As Deveney pointed out, in all but one of the games Green has been in the starting lineup for this season, he has started alongside at least one player who was either 22 years old or a rookie. That's a whole heck of a lot of tutoring to do. As he has grown more accustomed to the role, Green has discovered he has to be more patient with his younger teammates than he often is with the officials.

"You’ve got to lead the young guys," Green said. “That’s the role I’m in right now, it’s my responsibility, make sure I can do that. It’s moreso just understanding the circumstances and not being overly aggressive, like just trying to be more understanding."

Golden State's hope is that this season is a blip on the radar, and the valuable experience the Warriors' younger players have gained will serve the team well when it returns with a reinforced roster next year. With the recent trade for Andrew Wiggins, combined with the lottery picks the Dubs can expect over the next two drafts and the increased flexibility under the salary cap, there is the potential for a quick and major turnaround in Golden State.

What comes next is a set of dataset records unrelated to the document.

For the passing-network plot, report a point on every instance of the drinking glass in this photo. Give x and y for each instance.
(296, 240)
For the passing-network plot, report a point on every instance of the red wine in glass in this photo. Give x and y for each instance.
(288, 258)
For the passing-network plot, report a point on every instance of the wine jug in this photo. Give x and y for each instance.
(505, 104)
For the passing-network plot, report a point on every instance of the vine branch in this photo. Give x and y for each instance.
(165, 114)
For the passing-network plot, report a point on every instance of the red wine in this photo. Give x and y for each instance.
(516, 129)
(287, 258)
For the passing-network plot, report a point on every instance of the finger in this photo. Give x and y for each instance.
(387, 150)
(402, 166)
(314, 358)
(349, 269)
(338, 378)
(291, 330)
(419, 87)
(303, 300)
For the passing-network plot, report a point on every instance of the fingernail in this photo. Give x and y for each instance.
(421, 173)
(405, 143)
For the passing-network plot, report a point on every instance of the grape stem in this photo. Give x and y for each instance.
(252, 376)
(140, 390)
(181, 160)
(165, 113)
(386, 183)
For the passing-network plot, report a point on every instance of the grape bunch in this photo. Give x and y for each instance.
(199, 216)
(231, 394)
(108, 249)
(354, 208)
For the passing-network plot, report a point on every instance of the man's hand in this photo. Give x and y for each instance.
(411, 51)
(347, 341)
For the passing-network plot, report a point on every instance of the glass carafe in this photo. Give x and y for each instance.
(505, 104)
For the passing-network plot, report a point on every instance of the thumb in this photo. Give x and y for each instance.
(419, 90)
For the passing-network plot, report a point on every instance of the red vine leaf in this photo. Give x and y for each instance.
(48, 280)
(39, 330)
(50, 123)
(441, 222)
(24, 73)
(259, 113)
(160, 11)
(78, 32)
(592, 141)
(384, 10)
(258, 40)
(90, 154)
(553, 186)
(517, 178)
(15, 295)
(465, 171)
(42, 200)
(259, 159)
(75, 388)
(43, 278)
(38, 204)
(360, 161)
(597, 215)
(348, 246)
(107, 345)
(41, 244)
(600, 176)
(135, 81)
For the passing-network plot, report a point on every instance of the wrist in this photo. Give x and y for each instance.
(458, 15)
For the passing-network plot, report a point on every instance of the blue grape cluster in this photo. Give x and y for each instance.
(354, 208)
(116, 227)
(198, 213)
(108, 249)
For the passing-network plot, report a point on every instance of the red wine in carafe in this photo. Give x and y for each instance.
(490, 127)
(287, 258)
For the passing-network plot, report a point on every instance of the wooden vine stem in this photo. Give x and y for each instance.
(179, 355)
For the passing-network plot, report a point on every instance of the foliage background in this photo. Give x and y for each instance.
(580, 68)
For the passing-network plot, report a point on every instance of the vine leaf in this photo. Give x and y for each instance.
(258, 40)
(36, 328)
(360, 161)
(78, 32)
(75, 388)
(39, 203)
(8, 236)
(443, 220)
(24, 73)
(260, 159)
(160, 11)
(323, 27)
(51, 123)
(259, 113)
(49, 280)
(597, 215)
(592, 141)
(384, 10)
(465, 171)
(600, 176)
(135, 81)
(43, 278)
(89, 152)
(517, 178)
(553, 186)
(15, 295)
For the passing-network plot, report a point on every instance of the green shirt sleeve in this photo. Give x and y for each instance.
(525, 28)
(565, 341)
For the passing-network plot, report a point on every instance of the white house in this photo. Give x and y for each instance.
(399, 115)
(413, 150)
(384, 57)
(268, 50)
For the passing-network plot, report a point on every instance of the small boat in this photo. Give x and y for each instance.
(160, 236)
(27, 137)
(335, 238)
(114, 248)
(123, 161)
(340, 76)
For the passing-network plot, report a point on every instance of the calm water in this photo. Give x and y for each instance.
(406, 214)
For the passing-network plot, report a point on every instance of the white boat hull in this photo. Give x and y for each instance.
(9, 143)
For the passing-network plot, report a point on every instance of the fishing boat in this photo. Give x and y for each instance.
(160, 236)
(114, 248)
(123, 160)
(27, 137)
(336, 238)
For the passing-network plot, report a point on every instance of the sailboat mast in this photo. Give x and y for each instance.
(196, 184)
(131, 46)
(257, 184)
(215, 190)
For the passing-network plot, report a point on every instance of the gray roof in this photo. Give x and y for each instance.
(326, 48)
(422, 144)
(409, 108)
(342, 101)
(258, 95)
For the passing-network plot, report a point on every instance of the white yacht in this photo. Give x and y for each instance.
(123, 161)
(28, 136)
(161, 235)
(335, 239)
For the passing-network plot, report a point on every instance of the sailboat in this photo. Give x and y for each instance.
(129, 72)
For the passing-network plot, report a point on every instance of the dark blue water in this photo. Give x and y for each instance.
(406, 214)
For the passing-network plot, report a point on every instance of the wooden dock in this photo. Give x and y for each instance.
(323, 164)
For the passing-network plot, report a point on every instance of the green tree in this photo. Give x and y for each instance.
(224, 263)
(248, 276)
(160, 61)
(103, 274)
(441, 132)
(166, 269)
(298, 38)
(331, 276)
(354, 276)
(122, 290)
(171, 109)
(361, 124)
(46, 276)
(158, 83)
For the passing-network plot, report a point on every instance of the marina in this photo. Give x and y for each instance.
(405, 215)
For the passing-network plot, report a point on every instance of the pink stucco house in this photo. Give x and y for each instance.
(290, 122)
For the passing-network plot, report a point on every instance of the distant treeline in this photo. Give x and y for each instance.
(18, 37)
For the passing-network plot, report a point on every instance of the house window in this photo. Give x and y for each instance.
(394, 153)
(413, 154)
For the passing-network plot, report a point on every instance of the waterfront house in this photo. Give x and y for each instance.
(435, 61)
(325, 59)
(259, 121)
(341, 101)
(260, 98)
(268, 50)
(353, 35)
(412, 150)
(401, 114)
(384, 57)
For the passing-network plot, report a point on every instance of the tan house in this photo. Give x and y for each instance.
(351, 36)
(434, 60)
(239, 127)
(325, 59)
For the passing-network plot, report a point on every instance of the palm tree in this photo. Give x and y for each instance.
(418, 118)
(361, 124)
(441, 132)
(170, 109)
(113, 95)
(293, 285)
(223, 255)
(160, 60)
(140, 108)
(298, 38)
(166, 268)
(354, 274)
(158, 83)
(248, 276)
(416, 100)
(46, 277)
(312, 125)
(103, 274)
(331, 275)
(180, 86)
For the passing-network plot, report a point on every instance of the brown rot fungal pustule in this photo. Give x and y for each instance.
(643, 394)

[RELATED: Warriors coach says team 'having more fun' with Wiggins]

While Green is excited by the possibilities, he isn't looking too far ahead, knowing there's still important work to be done this season.

"I think we can be good," he said. "But I don’t spend every day thinking about how good we could be or will be next year."

That's probably a good thing for the Warriors. Rather than thinking about how good they can be down the line, Green currently is focused on ensuring that they will be.